Carbonaceous chondrites are a type of meteorite rich in organic matter and contain samples of the materials involved in the creation of our planet nearly 4,600 million years. In fact, some of these materials probably formed even before our solar system, and could be crucial for the emergence of life on Earth.

a meteorite found in antarctica

The complex set of organic materials in carbonaceous chondrites may vary considerably from one meteorite to another.

New research shows that most of these variations are the result of hydrothermal activity that took place in the first few million years since the formation of the solar system, when meteorites were still part of larger bodies, probably asteroids.

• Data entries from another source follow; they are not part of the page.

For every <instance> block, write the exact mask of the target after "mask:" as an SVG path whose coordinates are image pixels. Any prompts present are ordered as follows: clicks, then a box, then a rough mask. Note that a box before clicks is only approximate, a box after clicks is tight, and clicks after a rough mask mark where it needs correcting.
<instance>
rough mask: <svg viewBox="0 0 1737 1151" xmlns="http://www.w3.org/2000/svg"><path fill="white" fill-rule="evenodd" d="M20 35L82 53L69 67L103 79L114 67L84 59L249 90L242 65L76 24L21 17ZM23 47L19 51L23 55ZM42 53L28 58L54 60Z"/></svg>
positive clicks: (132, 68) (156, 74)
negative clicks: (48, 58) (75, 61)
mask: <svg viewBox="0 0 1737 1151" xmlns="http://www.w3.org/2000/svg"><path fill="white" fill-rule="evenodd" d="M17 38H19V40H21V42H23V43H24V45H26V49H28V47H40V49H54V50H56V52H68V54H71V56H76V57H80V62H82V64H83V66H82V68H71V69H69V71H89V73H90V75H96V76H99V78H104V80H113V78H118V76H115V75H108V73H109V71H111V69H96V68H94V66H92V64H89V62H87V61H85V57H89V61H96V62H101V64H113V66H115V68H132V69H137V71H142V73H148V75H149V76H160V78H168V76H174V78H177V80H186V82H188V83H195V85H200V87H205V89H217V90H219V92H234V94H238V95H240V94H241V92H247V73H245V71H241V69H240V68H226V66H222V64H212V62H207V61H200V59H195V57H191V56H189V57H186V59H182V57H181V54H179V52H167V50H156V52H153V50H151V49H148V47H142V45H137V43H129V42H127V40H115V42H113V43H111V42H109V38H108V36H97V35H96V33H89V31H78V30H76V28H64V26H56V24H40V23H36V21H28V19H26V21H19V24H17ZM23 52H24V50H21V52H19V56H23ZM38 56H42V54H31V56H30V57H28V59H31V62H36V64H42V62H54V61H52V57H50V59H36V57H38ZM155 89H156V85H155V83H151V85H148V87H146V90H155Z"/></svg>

The team led by Christopher Herd of the University of Alberta, Canada, and also includes Conel Alexander, Larry Nittler, Frank Gyngard, George Cody, Marilyn Fogel and Yoko Kebukawa Carnegie of Institution of Washington, studied four samples of meteorites rain stone fragmentation produced by a meteoroid entering the atmosphere and landed in January 2000 in the Tagish Lake in northern Canada. It is considered that this celestial object samples are very pure, as they fell into a frozen lake were which collected without contact with the hands a few days of collision, and have remained frozen since then.


The samples also contain amino acids, organic compounds essential to life, with that form proteins. The types and abundances of the amino acids in the samples are consistent with an extraterrestrial origin, and show a clear influence of the physical processes occurring in meteorites from which they come.